Machine translation (MT) in the medical domain plays a pivotal role in enhancing healthcare quality and disseminating medical knowledge. Despite advancements in English-Thai MT technology, common MT approaches often underperform in the medical field due to their inability to precisely translate medical terminologies. Our research prioritizes not merely improving translation accuracy but also maintaining medical terminology in English within the translated text through code-switched (CS) translation.
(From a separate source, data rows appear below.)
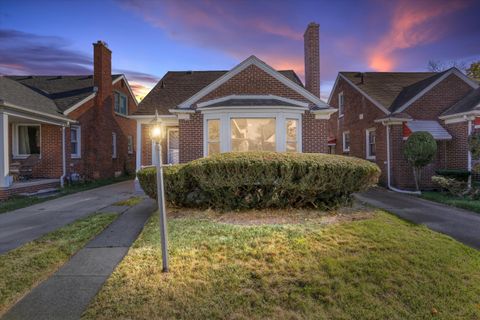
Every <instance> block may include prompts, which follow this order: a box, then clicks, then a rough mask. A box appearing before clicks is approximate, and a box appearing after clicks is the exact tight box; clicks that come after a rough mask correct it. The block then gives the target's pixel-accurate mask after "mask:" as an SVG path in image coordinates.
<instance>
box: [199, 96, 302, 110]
mask: <svg viewBox="0 0 480 320" xmlns="http://www.w3.org/2000/svg"><path fill="white" fill-rule="evenodd" d="M231 99H246V100H249V99H251V100H254V99H275V100H280V101H283V102H286V103H291V104H294V105H297V106H299V107H304V108H308V106H309V104H308V103H307V102H302V101H297V100H293V99H289V98H284V97H280V96H276V95H273V94H267V95H236V94H232V95H229V96H225V97H221V98H217V99H212V100H208V101H205V102H201V103H198V104H197V109H201V108H203V107H206V106H209V105H212V104H215V103H220V102H224V101H228V100H231Z"/></svg>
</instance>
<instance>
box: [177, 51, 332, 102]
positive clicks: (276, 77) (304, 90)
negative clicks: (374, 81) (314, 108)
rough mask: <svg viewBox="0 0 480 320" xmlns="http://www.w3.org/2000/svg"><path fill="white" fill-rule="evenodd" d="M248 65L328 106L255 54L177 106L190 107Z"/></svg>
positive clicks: (291, 87)
mask: <svg viewBox="0 0 480 320" xmlns="http://www.w3.org/2000/svg"><path fill="white" fill-rule="evenodd" d="M250 66H255V67H257V68H259V69H261V70H262V71H264V72H266V73H267V74H269V75H270V76H272V77H274V78H275V79H276V80H278V81H279V82H281V83H282V84H283V85H285V86H287V87H289V88H290V89H292V90H294V91H295V92H297V93H298V94H300V95H301V96H303V97H305V98H306V99H307V100H308V101H310V102H311V103H313V104H315V106H316V107H320V108H328V105H327V104H326V103H325V102H323V101H322V100H320V98H318V97H316V96H315V95H313V94H312V93H310V92H309V91H307V90H306V89H305V88H304V87H303V86H301V85H299V84H297V83H296V82H294V81H292V80H291V79H289V78H287V77H286V76H285V75H283V74H281V73H279V72H278V71H276V70H274V69H273V68H272V67H270V66H269V65H267V64H266V63H265V62H263V61H261V60H260V59H258V58H257V57H255V56H250V57H249V58H248V59H246V60H244V61H243V62H241V63H240V64H238V65H237V66H236V67H235V68H233V69H232V70H230V71H228V72H227V73H225V74H224V75H222V76H221V77H219V78H218V79H216V80H215V81H213V82H212V83H210V84H209V85H207V86H206V87H204V88H203V89H201V90H200V91H198V92H197V93H195V94H194V95H193V96H191V97H190V98H188V99H187V100H185V101H183V102H182V103H180V104H179V105H178V108H180V109H188V108H191V106H192V105H193V104H195V103H196V102H198V101H199V100H200V99H202V98H203V97H205V96H207V95H208V94H209V93H211V92H212V91H214V90H215V89H217V88H219V87H220V86H221V85H223V84H224V83H226V82H227V81H228V80H230V79H232V78H233V77H234V76H236V75H237V74H239V73H240V72H242V71H243V70H245V69H246V68H248V67H250Z"/></svg>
We developed a method to produce CS medical translation data, fine-tuned a CS translation model with this data, and evaluated its performance against strong baselines, such as Google Neural Machine Translation (NMT) and GPT-3.5/GPT-4. Our model demonstrated competitive performance in automatic metrics and was highly favored in human preference evaluations. Our evaluation result also shows that medical professionals significantly prefer CS translations that maintain critical English terms accurately, even if it slightly compromises fluency. Our code and test set are publicly available https://github.com/preceptorai-org/NLLB_CS_EM_NLP2024.

Paper Structure

This paper contains 26 sections, 8 figures, 7 tables.

Figures (8)

  • Figure 1: Example of how Google NMT alters the meaning of the sentence when translating from the source language (English) to the target language (Thai) and how it compares with the translations that Medical Doctors (MDs) prefer. "Hyperinflation" (abnormal increase of lung volume) is translated into Hyperinflation in economic context; "air trapping" (retention of air in the lungs distal to an obstruction) is translated into "air quarantine".
  • Figure 2: Example Questionnaire User Interface
  • Figure 3: Real samples where our internal MDs and external MDs both report a preference for NLLB-1 CS translation over Google NMT. Red sections indicate medical keywords that Google NMT does not translate precisely. Orange sections indicate medical keywords that Google NMT translates precisely, but retaining them in English is still preferred. Blue sections indicate medical keywords that are retained in English and convey their meaning precisely.
  • Figure 4: Instruction text for human annotators
  • Figure 5: Plots of factual score of each model that pass 3 factual accuracy score against machine evaluation metric.Masked model are labeled in blue and models without masked are labeled in orange.